La curieuse fascination pour la laideur qui caractérisait les toiles d’Otto Dix (1891-1969) se retrouve aussi dans ses dessins, aquarelles et fusains. Peintre avant-gardiste et polyvalent, proche des grands mouvements artistiques des années 1920 (dadaïsme, expressionnisme, nouvelle objectivité) Otto Dix représente pourtant ce que l’art allemand a fait de plus original depuis un siècle. Détesté par ailleurs par les nazis qui trouvaient son style « dégénéré » et grotesque, son nom disparaît de l’art officiel lors de l’arrivée d’Hitler et, à partir de 1937, 260 de ses toiles sont retirées des musées allemands, dont plusieurs demeurent aujourd’hui introuvables.
Le catalogue soigné, complément de l’exposition présentée à Beaubourg l’hiver dernier, regroupe une centaine de dessins. Trois articles précis analysent les œuvres reproduites. La présentation de Christian Derouet fournit les balises biographiques qui permettent de suivre les années préparatoires. Le texte de Rainer Rochlitz situe l’évolution, les influences et le style de l’artiste, surtout connu pour ses toiles expressionnistes. Le chapitre d’Ulrike Lorenz sur « Otto Dix dessinateur » contient beaucoup d’éléments stimulants, de témoignages et de citations mais hélas ! aucune référence quant aux sources.

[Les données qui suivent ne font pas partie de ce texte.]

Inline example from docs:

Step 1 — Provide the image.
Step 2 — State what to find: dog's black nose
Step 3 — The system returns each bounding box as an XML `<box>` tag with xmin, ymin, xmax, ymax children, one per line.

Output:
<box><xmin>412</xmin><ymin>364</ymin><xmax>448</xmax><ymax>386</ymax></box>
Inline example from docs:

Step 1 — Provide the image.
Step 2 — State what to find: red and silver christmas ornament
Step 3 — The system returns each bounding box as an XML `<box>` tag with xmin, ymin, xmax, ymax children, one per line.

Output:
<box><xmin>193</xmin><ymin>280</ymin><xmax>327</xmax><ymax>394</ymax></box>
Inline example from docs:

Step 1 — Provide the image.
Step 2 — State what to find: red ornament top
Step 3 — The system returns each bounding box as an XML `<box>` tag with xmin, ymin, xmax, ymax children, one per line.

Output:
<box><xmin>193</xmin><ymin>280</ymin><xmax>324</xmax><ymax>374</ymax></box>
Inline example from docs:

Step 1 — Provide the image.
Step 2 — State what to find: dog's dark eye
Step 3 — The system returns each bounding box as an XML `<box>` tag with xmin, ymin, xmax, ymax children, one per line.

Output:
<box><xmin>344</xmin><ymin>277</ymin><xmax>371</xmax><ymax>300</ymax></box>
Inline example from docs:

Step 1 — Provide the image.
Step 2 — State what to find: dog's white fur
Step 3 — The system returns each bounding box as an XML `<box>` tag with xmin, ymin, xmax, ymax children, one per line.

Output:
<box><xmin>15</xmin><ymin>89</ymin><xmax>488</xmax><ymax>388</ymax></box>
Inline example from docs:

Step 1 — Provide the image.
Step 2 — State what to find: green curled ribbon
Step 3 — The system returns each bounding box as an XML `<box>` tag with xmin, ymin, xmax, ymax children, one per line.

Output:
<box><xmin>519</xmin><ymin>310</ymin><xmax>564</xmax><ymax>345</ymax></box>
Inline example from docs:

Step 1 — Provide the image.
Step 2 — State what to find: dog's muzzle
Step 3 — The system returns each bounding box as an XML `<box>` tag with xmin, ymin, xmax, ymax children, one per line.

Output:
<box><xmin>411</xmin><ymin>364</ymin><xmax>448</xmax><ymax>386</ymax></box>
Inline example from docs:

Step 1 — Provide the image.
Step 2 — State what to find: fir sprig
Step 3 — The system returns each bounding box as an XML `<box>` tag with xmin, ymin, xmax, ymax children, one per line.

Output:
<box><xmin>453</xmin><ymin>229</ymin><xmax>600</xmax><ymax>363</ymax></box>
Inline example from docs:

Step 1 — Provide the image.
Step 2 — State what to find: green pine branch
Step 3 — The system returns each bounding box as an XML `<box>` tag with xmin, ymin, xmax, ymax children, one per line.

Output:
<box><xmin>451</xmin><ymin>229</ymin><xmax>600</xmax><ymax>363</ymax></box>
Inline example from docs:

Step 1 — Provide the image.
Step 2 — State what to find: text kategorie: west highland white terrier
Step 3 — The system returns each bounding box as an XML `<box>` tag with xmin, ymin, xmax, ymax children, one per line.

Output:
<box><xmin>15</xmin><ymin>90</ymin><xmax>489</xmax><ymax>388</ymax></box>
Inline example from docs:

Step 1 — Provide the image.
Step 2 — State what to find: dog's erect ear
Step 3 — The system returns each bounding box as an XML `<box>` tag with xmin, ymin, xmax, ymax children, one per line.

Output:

Les reproductions occupent la moitié de l’ouvrage. Le coup de crayon précis et vigoureux d’Otto Dix se révèlent dans les représentations de paysages, dans les nombreux autoportraits dessinés sans complaisance et dans des études saisissantes : soldats, tranchées ; nus de femmes enceintes ou obèses ou très âgées. Malgré le titre de l’ouvrage, ce n’est pas tant l’horreur de la guerre qui est ici exposée dans toute sa violence, mais surtout ce mystère que constitue la mort.